For Father's Day I thought I'd post an excerpt from a memoir I am writing.


A thing I can look at, and do often, is a photo of my father that I took on our last trip together to his hometown of Battle, Alabama in May 2001. It is one of him sitting in a folk art gallery. It was located not far from where he grew up in Russell County, in the southeastern part of the state, not far from the Georgia border. He is sitting in a rocker, relaxed, and smiling. Primitive paintings done by local artists make a colorful backdrop. What I love about this picture of my dad so much is that I had coerced him into taking me to the gallery—really just a somewhat broken down general store run by a white man in his seventies, Frank Turner, who called himself the Mayor of Pittsview.

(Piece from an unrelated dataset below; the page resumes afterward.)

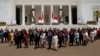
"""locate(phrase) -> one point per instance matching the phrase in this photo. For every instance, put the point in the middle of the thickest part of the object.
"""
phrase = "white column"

Dad, because he had a father’s heart for a daughter, went along with my "art collecting" shenanigans, and we wound up standing in "The Mayor's" office. If you knew my father, you would know his tastes ran toward the Renaissance, Realism, and Norman Rockwell. Things that looked like chickens made it with their feet were not his thing. But he went along with me, his wacky daughter

Still dad tried, in vain, to get me to buy a landscape painting that he thought was "real peaceful and pretty," but I got a drawing of a dinosaur and a dancing man painted on an old shutter and even though he really didn't understand, I was so happy with my finds, and he was so happy that I was happy, he even paid for them, as a treat.

I snapped the picture after he bought me the art. You can see the twinkle in my dad's eyes; they say that just moments before he was able to indulge his daughter. Out of the frame is Frank Turner, who is preparing two glasses of elderberry wine. He tells us more than once he is a staunch Republican and is unapologetic. He and my father marvel at the idea that a black and a white who decades earlier would have not exchanged more than a few words, stayed in their own necks of the woods, were sharing a glass of homemade wine together. It was a sheer wonder to them as they sipped and chuckled in the land of Dixie.